Новый порыв ярости чуть было не прорвался наружу сквозь образ благочестивого педанта, но Антон, вспомнив, что и так собирался заглаживать вину за испорченное утро, на этот раз сдержался и выдавил не менее наигранную улыбку, испугавшись слишком громких слов об удушении.

– Конечно, любимая. Во сколько ты бы хотела?

– У меня ученик после пар, подъеду туда часам к семи.

– Давай, я тебя встречу?

– Нет, спасибо. На автобусе я прекрасно довезу себя сама. – Я намеренно играла с огнем, провоцируя Антона, который даже слышать не хотел о покупке машины, аргументируя это дорогим обслуживанием и развитым общественным транспортом. И только я знала, что все дело в алкоголе – лишать себя ежедневных возлияний было бы для него слишком тяжелой платой за комфорт передвижения.

– Как хочешь, – с удивительной легкостью отозвался муж и наконец покинул аудиторию, унося с собой давящую атмосферу и давая мне вздохнуть полной грудью.

Минут пять я тупо смотрела в одну точку, пока Маринка за руку не выволокла меня на свежий воздух.
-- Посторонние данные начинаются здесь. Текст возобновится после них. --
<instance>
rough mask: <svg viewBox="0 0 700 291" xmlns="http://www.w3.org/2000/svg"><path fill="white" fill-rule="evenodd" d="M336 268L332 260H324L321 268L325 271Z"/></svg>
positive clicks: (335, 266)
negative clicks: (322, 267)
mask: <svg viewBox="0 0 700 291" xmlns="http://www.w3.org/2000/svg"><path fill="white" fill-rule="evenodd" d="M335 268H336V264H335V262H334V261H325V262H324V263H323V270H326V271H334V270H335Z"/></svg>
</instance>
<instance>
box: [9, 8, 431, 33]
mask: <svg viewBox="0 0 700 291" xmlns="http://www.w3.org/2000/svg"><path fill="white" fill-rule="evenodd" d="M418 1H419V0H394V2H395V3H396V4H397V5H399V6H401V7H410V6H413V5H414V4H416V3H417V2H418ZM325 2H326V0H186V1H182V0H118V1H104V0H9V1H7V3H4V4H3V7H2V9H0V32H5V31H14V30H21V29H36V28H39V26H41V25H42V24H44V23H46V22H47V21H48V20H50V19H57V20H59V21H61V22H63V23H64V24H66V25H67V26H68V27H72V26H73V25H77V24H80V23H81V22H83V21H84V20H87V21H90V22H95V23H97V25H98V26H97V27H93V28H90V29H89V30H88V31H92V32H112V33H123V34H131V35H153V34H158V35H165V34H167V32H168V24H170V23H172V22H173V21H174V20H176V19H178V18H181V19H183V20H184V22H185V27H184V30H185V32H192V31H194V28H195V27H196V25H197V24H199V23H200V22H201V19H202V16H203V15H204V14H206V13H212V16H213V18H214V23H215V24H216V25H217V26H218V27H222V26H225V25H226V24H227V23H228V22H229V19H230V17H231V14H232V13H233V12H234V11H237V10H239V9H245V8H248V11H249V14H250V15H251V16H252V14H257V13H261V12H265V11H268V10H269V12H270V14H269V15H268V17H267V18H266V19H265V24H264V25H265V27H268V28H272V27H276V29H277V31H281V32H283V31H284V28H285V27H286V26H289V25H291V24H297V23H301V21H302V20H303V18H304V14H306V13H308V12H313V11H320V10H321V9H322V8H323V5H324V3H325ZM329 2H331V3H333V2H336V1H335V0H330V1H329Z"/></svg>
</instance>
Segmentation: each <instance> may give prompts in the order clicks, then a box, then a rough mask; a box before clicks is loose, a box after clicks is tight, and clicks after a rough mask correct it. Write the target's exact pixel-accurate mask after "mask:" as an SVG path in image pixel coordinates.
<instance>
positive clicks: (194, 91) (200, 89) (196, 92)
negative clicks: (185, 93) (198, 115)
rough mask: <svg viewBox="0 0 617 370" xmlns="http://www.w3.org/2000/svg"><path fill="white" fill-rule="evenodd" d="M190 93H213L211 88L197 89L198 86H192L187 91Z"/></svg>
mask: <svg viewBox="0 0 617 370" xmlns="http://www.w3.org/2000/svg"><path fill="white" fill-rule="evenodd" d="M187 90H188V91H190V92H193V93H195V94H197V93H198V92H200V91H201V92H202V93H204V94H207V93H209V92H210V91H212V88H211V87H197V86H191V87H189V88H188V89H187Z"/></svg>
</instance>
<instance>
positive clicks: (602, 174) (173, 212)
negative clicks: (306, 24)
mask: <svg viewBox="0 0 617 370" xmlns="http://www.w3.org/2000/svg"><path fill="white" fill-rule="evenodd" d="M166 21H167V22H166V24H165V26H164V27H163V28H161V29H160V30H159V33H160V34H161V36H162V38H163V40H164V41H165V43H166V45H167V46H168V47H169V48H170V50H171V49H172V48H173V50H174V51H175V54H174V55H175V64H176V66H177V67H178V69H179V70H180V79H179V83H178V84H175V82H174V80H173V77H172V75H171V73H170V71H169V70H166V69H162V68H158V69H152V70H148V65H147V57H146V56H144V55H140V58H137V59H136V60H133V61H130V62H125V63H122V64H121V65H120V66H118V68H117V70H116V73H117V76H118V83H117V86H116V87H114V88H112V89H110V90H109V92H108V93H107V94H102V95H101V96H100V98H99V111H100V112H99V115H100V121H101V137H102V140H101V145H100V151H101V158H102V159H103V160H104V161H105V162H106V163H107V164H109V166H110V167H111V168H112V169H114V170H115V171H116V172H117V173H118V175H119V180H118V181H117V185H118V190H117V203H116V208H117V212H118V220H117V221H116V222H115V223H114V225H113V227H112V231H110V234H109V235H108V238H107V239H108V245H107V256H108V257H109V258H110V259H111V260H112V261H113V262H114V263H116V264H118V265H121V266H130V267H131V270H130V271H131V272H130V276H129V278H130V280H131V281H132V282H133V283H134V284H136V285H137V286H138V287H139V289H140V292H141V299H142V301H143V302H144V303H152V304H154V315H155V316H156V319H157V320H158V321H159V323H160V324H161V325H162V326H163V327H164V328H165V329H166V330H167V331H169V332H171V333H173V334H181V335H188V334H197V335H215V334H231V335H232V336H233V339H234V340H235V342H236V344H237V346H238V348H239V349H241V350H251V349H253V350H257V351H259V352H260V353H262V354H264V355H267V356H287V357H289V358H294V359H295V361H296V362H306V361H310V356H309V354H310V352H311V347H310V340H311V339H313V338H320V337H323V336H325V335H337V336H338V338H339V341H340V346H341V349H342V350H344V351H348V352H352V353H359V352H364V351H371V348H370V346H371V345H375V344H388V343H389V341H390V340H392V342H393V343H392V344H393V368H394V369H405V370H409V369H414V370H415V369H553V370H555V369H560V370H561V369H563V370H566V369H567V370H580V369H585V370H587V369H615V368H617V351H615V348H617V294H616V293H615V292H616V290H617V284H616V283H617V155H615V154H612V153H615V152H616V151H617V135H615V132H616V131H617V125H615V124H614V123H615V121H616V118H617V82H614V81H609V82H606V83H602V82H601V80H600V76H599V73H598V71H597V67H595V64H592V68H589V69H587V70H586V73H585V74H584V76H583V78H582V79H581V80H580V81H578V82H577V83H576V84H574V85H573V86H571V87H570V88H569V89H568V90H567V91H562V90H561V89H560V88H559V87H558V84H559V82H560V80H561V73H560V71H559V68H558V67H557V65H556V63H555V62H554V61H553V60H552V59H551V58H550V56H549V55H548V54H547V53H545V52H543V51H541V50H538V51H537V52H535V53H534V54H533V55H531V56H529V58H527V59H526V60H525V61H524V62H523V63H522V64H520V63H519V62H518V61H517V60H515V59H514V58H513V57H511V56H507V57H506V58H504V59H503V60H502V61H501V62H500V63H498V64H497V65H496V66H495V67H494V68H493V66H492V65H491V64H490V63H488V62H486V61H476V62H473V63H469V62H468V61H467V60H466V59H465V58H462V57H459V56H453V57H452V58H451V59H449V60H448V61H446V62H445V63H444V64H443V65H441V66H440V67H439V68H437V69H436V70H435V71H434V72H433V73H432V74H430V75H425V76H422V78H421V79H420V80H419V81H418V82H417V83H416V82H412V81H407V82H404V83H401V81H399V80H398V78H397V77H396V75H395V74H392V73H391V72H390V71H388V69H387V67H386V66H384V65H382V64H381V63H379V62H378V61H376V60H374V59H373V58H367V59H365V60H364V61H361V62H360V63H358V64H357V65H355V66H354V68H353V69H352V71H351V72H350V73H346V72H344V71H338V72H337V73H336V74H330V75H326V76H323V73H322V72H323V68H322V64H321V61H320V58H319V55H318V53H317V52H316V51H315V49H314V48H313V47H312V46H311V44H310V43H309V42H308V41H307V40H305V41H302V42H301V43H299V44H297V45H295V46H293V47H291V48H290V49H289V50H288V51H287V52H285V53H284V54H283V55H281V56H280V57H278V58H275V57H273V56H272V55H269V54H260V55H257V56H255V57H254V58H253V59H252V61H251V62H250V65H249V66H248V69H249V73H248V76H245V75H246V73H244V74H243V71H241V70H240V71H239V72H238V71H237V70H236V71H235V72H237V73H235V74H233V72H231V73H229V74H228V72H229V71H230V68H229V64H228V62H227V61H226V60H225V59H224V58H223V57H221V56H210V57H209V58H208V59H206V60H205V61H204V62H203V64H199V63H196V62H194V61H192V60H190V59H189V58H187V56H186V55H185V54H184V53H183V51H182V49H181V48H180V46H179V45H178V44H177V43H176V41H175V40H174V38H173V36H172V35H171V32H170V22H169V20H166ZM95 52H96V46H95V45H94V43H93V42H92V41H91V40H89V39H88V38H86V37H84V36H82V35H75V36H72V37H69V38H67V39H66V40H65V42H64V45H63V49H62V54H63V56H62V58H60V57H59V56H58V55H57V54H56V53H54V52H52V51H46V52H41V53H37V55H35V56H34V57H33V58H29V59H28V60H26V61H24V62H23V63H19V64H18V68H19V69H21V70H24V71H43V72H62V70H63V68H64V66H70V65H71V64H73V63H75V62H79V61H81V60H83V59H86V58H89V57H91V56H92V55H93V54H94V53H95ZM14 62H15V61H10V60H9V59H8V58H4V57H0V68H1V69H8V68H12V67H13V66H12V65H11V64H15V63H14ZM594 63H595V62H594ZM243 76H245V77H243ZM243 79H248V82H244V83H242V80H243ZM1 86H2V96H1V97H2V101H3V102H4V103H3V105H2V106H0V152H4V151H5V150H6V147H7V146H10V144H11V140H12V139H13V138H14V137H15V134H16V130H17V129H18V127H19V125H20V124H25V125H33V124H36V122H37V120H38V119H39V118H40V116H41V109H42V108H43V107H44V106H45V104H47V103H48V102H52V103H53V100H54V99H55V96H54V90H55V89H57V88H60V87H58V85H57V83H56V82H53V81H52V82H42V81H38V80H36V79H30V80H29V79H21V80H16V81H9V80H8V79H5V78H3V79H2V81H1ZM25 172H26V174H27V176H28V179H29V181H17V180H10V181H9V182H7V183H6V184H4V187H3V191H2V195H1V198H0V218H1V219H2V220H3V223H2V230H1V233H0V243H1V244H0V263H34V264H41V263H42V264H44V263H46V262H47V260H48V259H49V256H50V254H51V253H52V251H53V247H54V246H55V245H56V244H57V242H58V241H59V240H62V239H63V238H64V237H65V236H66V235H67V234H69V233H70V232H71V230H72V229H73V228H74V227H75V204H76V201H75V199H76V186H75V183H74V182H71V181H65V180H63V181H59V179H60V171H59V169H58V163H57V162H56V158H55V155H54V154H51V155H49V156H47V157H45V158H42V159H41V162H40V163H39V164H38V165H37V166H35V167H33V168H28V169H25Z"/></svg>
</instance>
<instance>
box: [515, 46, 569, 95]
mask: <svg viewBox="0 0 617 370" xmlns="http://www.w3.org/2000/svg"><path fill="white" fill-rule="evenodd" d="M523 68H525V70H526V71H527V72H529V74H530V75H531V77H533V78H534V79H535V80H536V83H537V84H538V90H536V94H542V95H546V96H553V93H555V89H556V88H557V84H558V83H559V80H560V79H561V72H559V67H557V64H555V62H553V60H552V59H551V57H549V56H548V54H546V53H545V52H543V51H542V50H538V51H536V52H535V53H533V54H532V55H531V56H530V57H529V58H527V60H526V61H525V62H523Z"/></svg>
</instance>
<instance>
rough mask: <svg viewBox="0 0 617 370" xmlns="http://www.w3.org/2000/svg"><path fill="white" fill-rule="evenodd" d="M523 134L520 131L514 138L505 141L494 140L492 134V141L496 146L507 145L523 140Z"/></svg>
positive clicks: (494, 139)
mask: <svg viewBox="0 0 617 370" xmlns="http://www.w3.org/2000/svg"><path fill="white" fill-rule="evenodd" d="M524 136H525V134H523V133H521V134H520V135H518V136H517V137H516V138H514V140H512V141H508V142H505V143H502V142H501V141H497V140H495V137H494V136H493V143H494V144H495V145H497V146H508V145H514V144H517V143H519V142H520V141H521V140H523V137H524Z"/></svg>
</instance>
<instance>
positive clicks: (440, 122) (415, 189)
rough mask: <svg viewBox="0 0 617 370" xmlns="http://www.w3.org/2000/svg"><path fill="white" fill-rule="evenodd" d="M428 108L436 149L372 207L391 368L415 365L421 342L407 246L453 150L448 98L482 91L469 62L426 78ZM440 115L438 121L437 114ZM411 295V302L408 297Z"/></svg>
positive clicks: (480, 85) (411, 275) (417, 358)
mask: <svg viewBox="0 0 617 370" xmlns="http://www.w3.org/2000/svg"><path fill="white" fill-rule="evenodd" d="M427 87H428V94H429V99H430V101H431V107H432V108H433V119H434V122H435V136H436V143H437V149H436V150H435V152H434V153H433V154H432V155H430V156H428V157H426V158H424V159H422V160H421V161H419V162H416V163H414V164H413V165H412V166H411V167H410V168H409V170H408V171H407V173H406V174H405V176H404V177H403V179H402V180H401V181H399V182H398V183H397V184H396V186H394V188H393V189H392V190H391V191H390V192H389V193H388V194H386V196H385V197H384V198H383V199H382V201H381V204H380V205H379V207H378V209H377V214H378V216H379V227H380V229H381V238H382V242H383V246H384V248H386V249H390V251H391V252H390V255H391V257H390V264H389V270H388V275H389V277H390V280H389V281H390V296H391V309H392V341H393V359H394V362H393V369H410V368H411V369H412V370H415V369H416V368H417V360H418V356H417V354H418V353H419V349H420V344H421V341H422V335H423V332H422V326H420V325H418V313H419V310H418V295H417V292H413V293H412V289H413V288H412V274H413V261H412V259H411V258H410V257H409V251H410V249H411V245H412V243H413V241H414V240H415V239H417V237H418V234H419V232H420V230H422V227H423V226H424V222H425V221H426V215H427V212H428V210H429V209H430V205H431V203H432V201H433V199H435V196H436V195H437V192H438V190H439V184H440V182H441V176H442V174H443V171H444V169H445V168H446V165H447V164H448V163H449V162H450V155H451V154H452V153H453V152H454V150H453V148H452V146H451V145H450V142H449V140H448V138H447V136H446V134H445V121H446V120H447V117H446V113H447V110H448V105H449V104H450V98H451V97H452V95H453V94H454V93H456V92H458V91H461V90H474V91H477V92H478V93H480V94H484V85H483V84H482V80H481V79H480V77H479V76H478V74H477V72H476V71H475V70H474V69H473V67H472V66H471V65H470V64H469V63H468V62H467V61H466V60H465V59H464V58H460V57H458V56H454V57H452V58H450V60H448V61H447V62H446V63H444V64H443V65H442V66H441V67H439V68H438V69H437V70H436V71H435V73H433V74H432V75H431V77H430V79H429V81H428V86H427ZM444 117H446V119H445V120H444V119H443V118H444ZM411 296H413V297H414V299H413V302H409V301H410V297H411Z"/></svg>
– Может, хватит уже над собой издеваться? – отчитывала меня подруга, таща через всю территорию института за кофе, который, по ее мнению, лечил от любого недуга. – Ты с ума так сойдешь. Он же тебя как ребенка за каждую мелочь отчитывает. И ладно бы только отчитывал, – она покосилась на почти сошедший с руки синяк, – я не хочу собирать тебя по частям в каком-нибудь лесу! Давай уже решайся, а то я сама за тебя заявление на развод подам.

– Я все знаю, – отмахнулась я, – жду подходящего момента.

– Это, какого же, интересно? Пока он оторвет тебе голову или из окна выбросит? Хотя вряд ли, эта туша ничего тяжелее пива поднять не сможет.

– Не знаю, как начать разговор. Жила бы я в его квартире, собрала бы по-тихому вещи и сбежала, а выгонять из своей квартиры сложно.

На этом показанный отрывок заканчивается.